«Надо же, ты пожертвовала деньгами», – я зло засмеялся.
«Ну, не ты же, Кальвадос, пожертвовал, – Касабланка тут же ответила. – Вобще-то, мужчина обязан спасать женщину, выкупать ее из плена, сражаться с ее обидчиками.
Ты же храпел и мелко дрожал».
«Потому что я уже вжился в роль белого медведя», – я понимал, что это тонкое оправдание, но другого оправдания у меня не было.
«Утром я заплатила выкуп разбойникам, – Касабланка поглаживала себя по округлому манящему бедру.
Манило оно, манило, но не зажигало меня. – Атаман угостил нас завтраком.
Во время завтрака другой разбойник отправил мои деньги в кувшин, в схрон.
Никто из разбойников не мог и подумать, что бедная сиротка следит за ними.
Еще невероятнее было бы то, что пленница вернулась бы и выкопала горшок с их накоплениями».
«Ты откупалась золотыми лирами, поэтому никто не считал тебя сироткой».
«А платье? Мое старое платье?
Разбойники подумали, что я обворовала хозяев и сбежала с их деньгами».
«Я в это поверю, – я произнес глубокомысленно, считал себя строгим судьей. – Но когда же ты успела откопать свои, ночью закопанные ворованные деньги и горшок с деньгами разбойников?

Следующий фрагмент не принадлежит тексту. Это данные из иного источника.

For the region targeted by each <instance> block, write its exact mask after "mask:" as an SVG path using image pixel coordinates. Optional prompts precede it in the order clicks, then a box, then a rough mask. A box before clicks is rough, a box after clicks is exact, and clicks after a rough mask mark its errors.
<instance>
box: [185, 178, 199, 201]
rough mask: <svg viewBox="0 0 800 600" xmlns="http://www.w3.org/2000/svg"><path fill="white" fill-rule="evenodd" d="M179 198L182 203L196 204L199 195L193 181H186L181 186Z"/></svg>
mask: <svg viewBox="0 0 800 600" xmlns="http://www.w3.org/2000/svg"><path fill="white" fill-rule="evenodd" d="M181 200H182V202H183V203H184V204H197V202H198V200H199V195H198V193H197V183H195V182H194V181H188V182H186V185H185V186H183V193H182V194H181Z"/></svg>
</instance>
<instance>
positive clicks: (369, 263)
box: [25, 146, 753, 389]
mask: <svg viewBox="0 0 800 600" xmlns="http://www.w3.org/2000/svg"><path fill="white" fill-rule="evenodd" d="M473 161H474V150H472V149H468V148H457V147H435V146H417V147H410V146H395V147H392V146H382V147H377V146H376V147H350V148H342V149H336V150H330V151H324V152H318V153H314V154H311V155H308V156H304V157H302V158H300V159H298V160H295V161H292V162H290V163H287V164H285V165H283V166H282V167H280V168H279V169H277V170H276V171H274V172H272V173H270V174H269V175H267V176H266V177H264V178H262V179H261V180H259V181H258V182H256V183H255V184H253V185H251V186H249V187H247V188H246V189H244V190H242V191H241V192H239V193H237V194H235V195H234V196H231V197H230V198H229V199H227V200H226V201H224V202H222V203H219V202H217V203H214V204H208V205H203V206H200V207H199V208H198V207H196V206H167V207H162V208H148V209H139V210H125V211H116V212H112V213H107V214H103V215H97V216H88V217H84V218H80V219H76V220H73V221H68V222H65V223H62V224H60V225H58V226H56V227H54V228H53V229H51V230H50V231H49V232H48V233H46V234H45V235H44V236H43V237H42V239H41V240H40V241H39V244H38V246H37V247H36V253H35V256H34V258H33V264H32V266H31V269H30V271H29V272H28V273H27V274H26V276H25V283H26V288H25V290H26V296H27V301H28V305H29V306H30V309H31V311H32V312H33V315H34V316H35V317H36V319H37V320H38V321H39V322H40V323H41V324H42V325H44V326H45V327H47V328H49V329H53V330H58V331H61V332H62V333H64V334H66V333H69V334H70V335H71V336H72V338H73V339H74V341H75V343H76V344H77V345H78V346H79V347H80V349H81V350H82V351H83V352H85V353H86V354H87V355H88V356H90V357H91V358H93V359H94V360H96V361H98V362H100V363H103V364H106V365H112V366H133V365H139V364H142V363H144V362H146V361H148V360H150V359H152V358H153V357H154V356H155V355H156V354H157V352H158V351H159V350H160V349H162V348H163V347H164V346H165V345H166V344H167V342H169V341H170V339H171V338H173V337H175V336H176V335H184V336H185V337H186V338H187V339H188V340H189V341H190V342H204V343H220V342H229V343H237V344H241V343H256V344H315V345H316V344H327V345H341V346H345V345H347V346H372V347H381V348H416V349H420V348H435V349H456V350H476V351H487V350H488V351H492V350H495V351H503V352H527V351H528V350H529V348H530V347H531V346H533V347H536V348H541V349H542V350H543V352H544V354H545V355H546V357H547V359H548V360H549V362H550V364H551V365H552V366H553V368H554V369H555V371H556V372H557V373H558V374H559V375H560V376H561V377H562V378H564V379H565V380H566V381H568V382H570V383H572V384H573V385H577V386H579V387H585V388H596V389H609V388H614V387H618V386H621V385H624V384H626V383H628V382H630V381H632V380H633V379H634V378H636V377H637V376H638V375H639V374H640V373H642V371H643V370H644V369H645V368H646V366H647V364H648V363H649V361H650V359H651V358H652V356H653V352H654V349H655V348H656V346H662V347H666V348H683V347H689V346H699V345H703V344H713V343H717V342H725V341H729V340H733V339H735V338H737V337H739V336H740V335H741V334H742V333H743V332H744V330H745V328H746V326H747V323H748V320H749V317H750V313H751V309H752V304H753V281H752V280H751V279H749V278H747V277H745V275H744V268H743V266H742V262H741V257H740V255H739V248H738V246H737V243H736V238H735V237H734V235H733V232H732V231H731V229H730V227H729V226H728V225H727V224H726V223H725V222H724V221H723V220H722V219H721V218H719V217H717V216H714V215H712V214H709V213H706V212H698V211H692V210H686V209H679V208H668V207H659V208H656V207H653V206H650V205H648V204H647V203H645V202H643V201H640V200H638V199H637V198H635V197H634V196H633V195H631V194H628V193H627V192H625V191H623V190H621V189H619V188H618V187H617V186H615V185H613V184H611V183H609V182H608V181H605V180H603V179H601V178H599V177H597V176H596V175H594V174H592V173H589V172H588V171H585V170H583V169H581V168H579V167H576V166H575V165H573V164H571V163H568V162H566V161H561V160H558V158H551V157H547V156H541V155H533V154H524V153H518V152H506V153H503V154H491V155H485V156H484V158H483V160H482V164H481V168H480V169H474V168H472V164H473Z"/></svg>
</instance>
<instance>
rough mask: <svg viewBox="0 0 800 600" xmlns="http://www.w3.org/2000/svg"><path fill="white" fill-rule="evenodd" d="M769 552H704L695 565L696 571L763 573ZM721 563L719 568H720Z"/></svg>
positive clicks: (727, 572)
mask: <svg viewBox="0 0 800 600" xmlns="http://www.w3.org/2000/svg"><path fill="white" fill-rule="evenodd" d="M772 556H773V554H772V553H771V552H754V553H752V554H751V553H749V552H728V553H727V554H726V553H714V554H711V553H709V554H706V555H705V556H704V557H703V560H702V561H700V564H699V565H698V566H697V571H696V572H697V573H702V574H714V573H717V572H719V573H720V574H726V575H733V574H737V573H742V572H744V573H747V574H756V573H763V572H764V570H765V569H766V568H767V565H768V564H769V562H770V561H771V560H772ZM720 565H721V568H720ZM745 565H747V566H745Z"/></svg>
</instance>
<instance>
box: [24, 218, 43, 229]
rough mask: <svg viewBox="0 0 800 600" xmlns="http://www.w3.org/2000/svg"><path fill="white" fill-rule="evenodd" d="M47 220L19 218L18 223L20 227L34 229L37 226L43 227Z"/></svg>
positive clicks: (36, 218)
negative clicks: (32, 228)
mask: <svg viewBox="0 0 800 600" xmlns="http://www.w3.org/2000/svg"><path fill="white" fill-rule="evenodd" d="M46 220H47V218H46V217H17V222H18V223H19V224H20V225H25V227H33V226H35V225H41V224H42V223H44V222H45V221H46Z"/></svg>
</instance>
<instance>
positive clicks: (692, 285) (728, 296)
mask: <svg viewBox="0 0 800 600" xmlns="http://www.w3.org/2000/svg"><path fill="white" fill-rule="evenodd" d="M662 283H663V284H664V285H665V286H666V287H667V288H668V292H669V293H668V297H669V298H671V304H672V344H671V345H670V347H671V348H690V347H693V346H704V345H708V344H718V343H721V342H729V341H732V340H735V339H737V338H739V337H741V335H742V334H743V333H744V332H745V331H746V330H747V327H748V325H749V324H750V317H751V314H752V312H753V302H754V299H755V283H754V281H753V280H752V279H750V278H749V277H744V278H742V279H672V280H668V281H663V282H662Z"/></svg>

Мы же все время были рядом».
«Тебе так кажется, Буль-Буль, что мы были рядом все время, – в голосе Касабланки звенела грусть.
Она так не подходила к солнечным зайчикам, которые бегали по девушке и ласкали ее. – Ты, как и другие, не мог подумать о том, что у бедной сиротки есть какие-то серьезные дела.
Я отлучилась в кустики по девичьим делам.
Ты же развалился в тени акации и восторгался собой, как белым медведем.
Я вернулась в логово разбойников.
Они уже ушли на новые грабежи.
Спокойно выкопала их деньги, в другом месте зарыла все, а затем около тропинки выкопала и запрятанные свои деньги».
«Не свои, а ворованные».
«Кальвадос, ты все время повторяешь о ворованных деньгах, – Касабланка коснулся пальчиками левого соска.
Он тотчас отозвался на ласку – затвердел, встрепенулся. – Что бы ты ответил, если бы я сейчас предложила бы купить за эти ворованные деньги тебе коня и одежду, достойную принца?»
«Конь и одежда принца? – я задрожал от счастья. – Тогда эти деньги не будут считаться ворованными, потому что пойдут на благое дело.
Все ворованное, которое идет на доброе, не считается ворованным».
«Так мы с этим решили, что деньги не ворованные».
«Касабланка, ты что, обманула меня? – сердце мое на миг остановилось от боли. – Это же обман.
Ты не собираешься покупать мне коня и одежду принца?»
«Время покажет, если ты покажешь себя, Кальвадос, – Касабланка загадочно улыбалась. – Дальше – больше.
Когда я работала на госпожу, когда меня все считали забитой служанкой самого мелкого уровня, когда ты спал, я потихоньку таскала вещи из кладовых.
Вещи годами лежат там и пылятся.
По ночам я относила и сдавала краденное скупщику.
За короткий срок я меня набралось достаточно средств, и я купила эту деревушку».
«Все равно этих денег не хватило бы на роскошь, – я почесал затылок. – Деревню и старый большой дом ты бы приобрела. – Но не смогла бы роскошно его украсить».
«В этом мне помогли Гонсалес, Мюллер и Вагнер, — Касабланка зашипела на меня. – Мерзкий Буль-Буль, ты убивал моих женихов.
Лишал меня возможности стать по-настоящему богатой.
Ты даже не белый медведь, ты – глупый пес на сене – ни себе, ни мне.
Ревновал, сам мной не пользовался, мне ничего не предлагал: ни свадьбы, ни денег.
При этом не давал мне возможности выйти замуж за богатого. – Касабланка потихоньку остывала. – Я готова была задушить тебя.
Но потом поняла, что все делается – к лучшему.
Судьба управляет нами, а не мы Судьбой».
«Судьба заставляла тебя воровать, Касабланка?» – я не боялся этой хрупкой слабой девушки.
Я боялся ее Джульбарса.
Но над Джульбарсом я не иронизировал, поэтому он не должен был на меня сердиться.